In der Nothilfe kommen zunehmend Sprachbots zum Einsatz: Sie können einfachere Anfragen von Geflüchteten beantworten oder Anfragen bei Bedarf triagieren – eine grosse Entlastung, wenn die Zeit eilt. Menschen, die nicht gut lesen oder schreiben können, äussern ihre Anliegen mündlich und erhalten eine gesprochene Antwort. So ist Beratung leichter verständlich und erreicht mehr Menschen, rund um die Uhr.  

Entwicklungszusammenarbeit: Bewässerung optimieren und illegaler Abholzung vorbeugen 

Auch die langfristige Entwicklungszusammenarbeit profitiert: Eine KI der ETH Zürich ordnet 3,2 Millionen Entwicklungsprojekte nach thematischen Gruppen und erkennt weltweite Trends. Sie zeigt auf, wie die Finanzierung auf Themen, Länder und Jahre verteilt ist – und wo es Finanzierungslücken gibt. So lassen sich Projekte global sinnvoller koordinieren.  

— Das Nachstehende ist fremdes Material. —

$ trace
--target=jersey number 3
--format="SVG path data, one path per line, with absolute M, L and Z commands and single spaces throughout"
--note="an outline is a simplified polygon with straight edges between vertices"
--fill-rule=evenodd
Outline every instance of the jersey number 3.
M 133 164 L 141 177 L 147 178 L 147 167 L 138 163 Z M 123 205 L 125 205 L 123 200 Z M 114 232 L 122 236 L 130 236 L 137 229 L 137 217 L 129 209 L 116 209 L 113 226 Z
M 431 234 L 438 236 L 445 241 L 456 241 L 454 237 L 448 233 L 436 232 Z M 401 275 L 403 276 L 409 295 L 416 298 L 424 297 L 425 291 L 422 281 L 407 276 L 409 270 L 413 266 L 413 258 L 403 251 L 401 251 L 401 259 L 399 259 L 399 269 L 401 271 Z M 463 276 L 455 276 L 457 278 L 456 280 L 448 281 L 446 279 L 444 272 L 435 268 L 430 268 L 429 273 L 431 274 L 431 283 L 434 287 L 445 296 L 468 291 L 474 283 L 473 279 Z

KI wirkt auch ganz lokal: In der Landwirtschaft optimiert KI die Bewässerung. KI-gestützte Bildanalyse erlaubt es, besser gegen Pflanzenschädlinge vorzugehen, oder – beispielsweise in Kolumbien – schneller einzugreifen bei illegalen Regenwaldabholzungen, die Ökosysteme und Lebensgrundlagen indigener Gemeinschaften bedrohen.

KI verbessert Prozesse und zeigt Einsparpotenziale auf – in der Gebäudetechnologie, im Verkehr und der Logistik, bei Lieferketten oder der Stromversorgung. Bei der Solar- und Windenergie hilft KI zum Beispiel, Windgeschwindigkeit und Sonneneinstrahlung zu analysieren, Anlagen optimal darauf einzustellen und mehr Strom zu erzeugen. 

Nach Abwägung all dieser «dafür» und «dawider» ist die Frage nicht, ob wir KI nutzen sollen, sondern wie man sie verantwortungsvoll einsetzt. Ein bewusster Konsum bleibt entscheidend: mit Mass. So wenig wie möglich, so viel wie nötig.